Additionally, this study assessed the quality of life among ESRD cases (dialysis and transplantation) using a disease-specific questionnaire: PedsQLTM End-Stage Renal Disease Module. It was found that transplantation patients’ scores are significantly better than dialysis patients’ score regarding renal disease- and treatment-related problems. This result confirms that successful renal transplantation remains the primary goal of programs that care for children with ESRD [14].

Regarding parent correlation and agreement with child scores of ESRD module, it showed a moderate positive correlation between child and parent reports with excellent agreement within the transplantation group and a poor agreement within the dialysis group. This goes with Goldstein et al.’s study that showed a poor to moderate agreement between child and parent reports of ESRD module domains [17].

Strengths and limitations of this study. Investigating both the child and his parent using a validated Arabic PedsQLTM Inventory version 4 is considered a strength of this study. Having matched controls is another point of strength. However, this study has some methodological limitations; as completion of QoL questionnaire was done in-center dialysis unit for dialysis patients, so the surrounding environments of dialysis may have influenced the child or parents’ responses.

5. Conclusion and Recommendations

It is quite evident in this study that ESRD affects negatively all life dimensions including physical, social, emotional, and school functioning as well. And this raises the need to introduce quality of life assessment as a part of pediatric ESRD management. As well as, careful monitoring, adjusting life obstacles, or immunosuppression therapy adjustment may have a role to improve QoL more among this group.

Quality of life assessment is a primary subjective matter. So whenever the person of concern is available, it is better to be asked.
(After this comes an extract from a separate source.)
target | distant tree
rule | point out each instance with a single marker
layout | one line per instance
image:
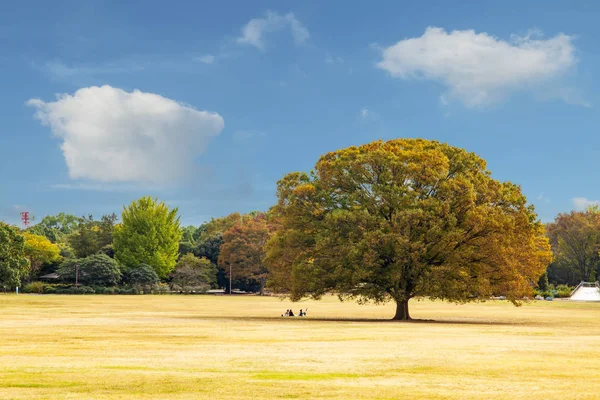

But in certain situations, if the child was too young to answer, mentally affected, or clinically cannot give answers, parents would be a good option for obtaining a child’s quality of life prospection as there is a moderate to good agreement between child and parent scores; as well as, there is a positive moderate correlation between them.

It is recommended that(i)Management of pediatric ESRD must include QoL assessment and management.(ii)The Generic PedsQL Inventory version 4 is a good tool for quality of life assessment among Egyptian children.(iii)PedsQL End-Stage Renal Disease-specific module is appropriate to use among children with end-stage renal diseases for assessing the impact of disease condition on their quality of life.(iv)Although there is a correlation between parent-proxy and child report scores for assessing the quality of life, it is better to ask both parent and child himself to get a comprehensive image of quality of life.(a)Special school tutorial programs must be developed for children with chronic kidney disease to improve school achievement.(b)Further studies on national or multicentric level should be conducted to develop a special program for quality of life improvement.

Data Availability

Data of both the Generic and ESRD PedsQL used to support the findings of this study are available from the corresponding author upon request.

Conflicts of Interest

The authors declare that they have no conflicts of interest.